Backup stopped working !! Slave_SQL_Running: No

systemali · October 8, 2013, 3:19am

Hello everyone,

My latest issues are just piling up and i am not able to get them all sorted

To add to my chaos, now my backup server too is giving me issues.

When i run the command :-

TheSlave|mysql> SHOW SLAVE STATUS \G
...
Slave_IO_Running: Yes
Slave_SQL_Running: No

see that "Slave_SQL_Running" is “NO” !!

i tried to stop and start the replication service, but in vein

My log files are throwing up this error :-


tail -f /var/log/messages

Oct 8 13:32:37 DatabackupSRV xinetd[3396]: EXIT: nrpe status=0 pid=3295 duration=0(sec)
Oct 8 13:34:19 DatabackupSRV xinetd[3396]: START: nrpe pid=3300 from=10.222.32.22
Oct 8 13:34:19 DatabackupSRV xinetd[3396]: EXIT: nrpe status=0 pid=3300 duration=0(sec)
Oct 8 13:34:29 DatabackupSRV xinetd[3396]: START: nrpe pid=3305 from=10.222.32.22
Oct 8 13:34:29 DatabackupSRV xinetd[3396]: EXIT: nrpe status=0 pid=3305 duration=0(sec)

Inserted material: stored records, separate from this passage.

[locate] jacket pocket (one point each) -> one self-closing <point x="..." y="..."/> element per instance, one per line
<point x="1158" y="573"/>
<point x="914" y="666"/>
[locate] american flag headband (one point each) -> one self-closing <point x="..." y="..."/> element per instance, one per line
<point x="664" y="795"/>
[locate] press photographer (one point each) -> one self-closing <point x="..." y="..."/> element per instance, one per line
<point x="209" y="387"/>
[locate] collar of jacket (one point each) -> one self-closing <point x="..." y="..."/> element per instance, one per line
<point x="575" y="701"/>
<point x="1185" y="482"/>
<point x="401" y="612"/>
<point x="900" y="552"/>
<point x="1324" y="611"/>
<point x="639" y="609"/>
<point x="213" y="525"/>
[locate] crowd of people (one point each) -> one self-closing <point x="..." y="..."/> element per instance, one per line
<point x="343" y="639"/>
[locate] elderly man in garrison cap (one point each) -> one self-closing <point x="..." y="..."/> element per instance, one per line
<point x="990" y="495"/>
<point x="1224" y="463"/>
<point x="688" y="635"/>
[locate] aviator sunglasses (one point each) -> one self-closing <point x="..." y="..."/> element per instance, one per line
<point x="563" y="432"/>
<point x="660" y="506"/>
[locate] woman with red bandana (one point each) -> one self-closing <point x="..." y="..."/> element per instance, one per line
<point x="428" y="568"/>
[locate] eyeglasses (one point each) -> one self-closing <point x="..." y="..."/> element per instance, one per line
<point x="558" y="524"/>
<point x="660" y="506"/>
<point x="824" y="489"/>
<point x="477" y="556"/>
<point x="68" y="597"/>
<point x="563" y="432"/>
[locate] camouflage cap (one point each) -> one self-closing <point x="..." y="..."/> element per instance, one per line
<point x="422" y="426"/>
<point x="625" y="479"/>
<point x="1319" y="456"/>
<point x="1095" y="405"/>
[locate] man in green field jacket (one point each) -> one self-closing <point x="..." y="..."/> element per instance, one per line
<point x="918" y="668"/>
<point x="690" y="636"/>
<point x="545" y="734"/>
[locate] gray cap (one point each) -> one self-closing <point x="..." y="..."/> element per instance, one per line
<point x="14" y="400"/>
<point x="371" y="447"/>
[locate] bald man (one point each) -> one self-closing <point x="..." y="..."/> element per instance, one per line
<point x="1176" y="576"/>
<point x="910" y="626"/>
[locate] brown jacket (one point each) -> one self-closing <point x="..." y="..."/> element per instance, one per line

It was working all this while, But i guess the recent start / stop of mysql services and the server of the master is causing this issue.

Any suggestions to rectify this would be of great help.

Thank you

systemali · October 8, 2013, 3:28am

Thought for a moment and decided why not post the whole output of the command : SHOW SLAVE STATUS \G

mysql> SHOW SLAVE STATUS \G
*************************** 1. row ***************************
Slave_IO_State: Waiting for master to send event
Master_Host: 10.222.1.218
Master_User: root
Master_Port: 3306
Connect_Retry: 60
Master_Log_File: newcrmdb1-bin.000061
Read_Master_Log_Pos: 315098143
Relay_Log_File: DatabackupSRV-relay-bin.000088
Relay_Log_Pos: 667796113
Relay_Master_Log_File: newcrmdb1-bin.000054
Slave_IO_Running: Yes
Slave_SQL_Running: No
Replicate_Do_DB:
Replicate_Ignore_DB:
Replicate_Do_Table:
Replicate_Ignore_Table:
Replicate_Wild_Do_Table:
Replicate_Wild_Ignore_Table:
Last_Errno: 1146
Last_Error: Error 'Table 'asteriskcdr.bpleadcf' doesn't exist' on query. Default database: '
newcrmdb'. Query: 'INSERT INTO `newcrmdb`.`bpleadcf` SELECT * FROM `asteriskcdr`.`bpleadcf`'
Skip_Counter: 0
Exec_Master_Log_Pos: 667795964
Relay_Log_Space: 1134162270
Until_Condition: None
Until_Log_File:
Until_Log_Pos: 0
Master_SSL_Allowed: No
Master_SSL_CA_File:
Master_SSL_CA_Path:
Master_SSL_Cert:
Master_SSL_Cipher:
Master_SSL_Key:
Seconds_Behind_Master: NULL
Master_SSL_Verify_Server_Cert: No
Last_IO_Errno: 0
Last_IO_Error:
Last_SQL_Errno: 1146
Last_SQL_Error: Error 'Table 'asteriskcdr.bpleadcf' doesn't exist' on query. Default database: '
newcrmdb'. Query: 'INSERT INTO `newcrmdb`.`bpleadcf` SELECT * FROM `asteriskcdr`.`bpleadcf`'
1 row in set (0.00 sec)

Thank you everyone for your assistance.

systemali · October 8, 2013, 4:05am

Ahhh…

With regards to my similar post earlier, I tried to trouble shoot the issue, but in vein…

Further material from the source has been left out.